This JOE comic strip mines those childhood memories of field trips while also utilizing the old trope of the “behind-the-scenes” gag. You’ve seen this many times, like when Saturday Night Live uses the “what’s happening backstage during the live show” gags, or when David Letterman would leave his talk show desk to interrupt another TV show in the middle of their airtime. “Blooper Reels” are another example.
Then there was the “How Stan Lee and Steve Ditko Create Spider-Man” comic strip, which changed my life when I was 12 years old. As a kid I thought comic strips were a weird window into an alternate dimension, but this story explained in detail how real people created my favorite comic book. This encouraged me to write to Marvel Comics to see if there was a school that taught how-to-draw comic strips. They wrote back and suggested The School of Visual Arts (where Spider-Man’s artist Steve Ditko learned to draw comics in the 1950s, when it was called the Cartoonist and Illustrators School):
How Stan Lee and Steve Ditko Create Spider-Man
Remember school field trips as a kid? Growing up in Connecticut I remember visiting a chicken farm, the New Haven Register newspaper, the United Nations in New York City, The Mark Twain House in Hartford, and several trips to New Haven’s Peabody Museum (with their huge “Brontosaurus” skeleton on display, along with other dinosaur specimens).
Okay, yeah, I’ll fess up: The Joke Factory also shows how humor can become dated. Does anyone tell (or even remember) “traveling salesman” jokes in the Internet Age? Mother-In-Law and “big nose” jokes also seem to be ancient history, along with bald head jokes (thank you, Michael Jordan!). Those “topical humor” jokes about Arabs and Oil worked in the 1970s, when Richard Nixon was a favorite target of humorists and caricaturists in the 1960-70s. Today people prefer Donald Trump as a target. Ten years from now people will probably forget that guy, the same way Nixon is a faded memory. This is why I have always avoided material about politics and current events. “Tain’t funny, McGee!”

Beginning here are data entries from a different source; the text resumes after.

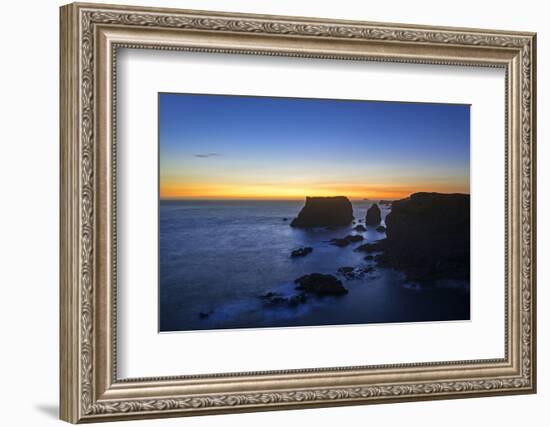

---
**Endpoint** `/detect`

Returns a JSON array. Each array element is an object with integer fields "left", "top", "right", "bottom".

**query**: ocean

[{"left": 159, "top": 200, "right": 470, "bottom": 332}]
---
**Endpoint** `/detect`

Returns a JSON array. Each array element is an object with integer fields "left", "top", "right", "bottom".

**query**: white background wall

[{"left": 0, "top": 0, "right": 550, "bottom": 426}]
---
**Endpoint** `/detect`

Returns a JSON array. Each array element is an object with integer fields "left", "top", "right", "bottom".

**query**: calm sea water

[{"left": 160, "top": 201, "right": 470, "bottom": 331}]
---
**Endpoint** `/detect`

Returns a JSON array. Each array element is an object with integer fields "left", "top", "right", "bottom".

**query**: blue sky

[{"left": 159, "top": 93, "right": 470, "bottom": 199}]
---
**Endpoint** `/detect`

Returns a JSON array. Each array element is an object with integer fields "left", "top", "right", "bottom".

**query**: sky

[{"left": 159, "top": 93, "right": 470, "bottom": 200}]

Surprisingly, the Robin Williams and Steve Martin references still hold up. Like the Marx Brothers or Three Stooges, those two comedians seem to hold a bit of relevance because of all the classic films they appear in. Likewise the Kermit the Frog joke, and ye olde “Changing Light Bulbs” gags. Slapstick is still funny (we all love the Three Stooges, right?), along with changing light bulbs, “walking into a bar” and eating ice cream. Even the final panel’s hippopotamus joke is, if not outright funny, at least a bit humorous.
Anyway, I hope you get a laugh or two out of Joe’s trip to the Joke Factory. That is why “comic” strips were invented, after all.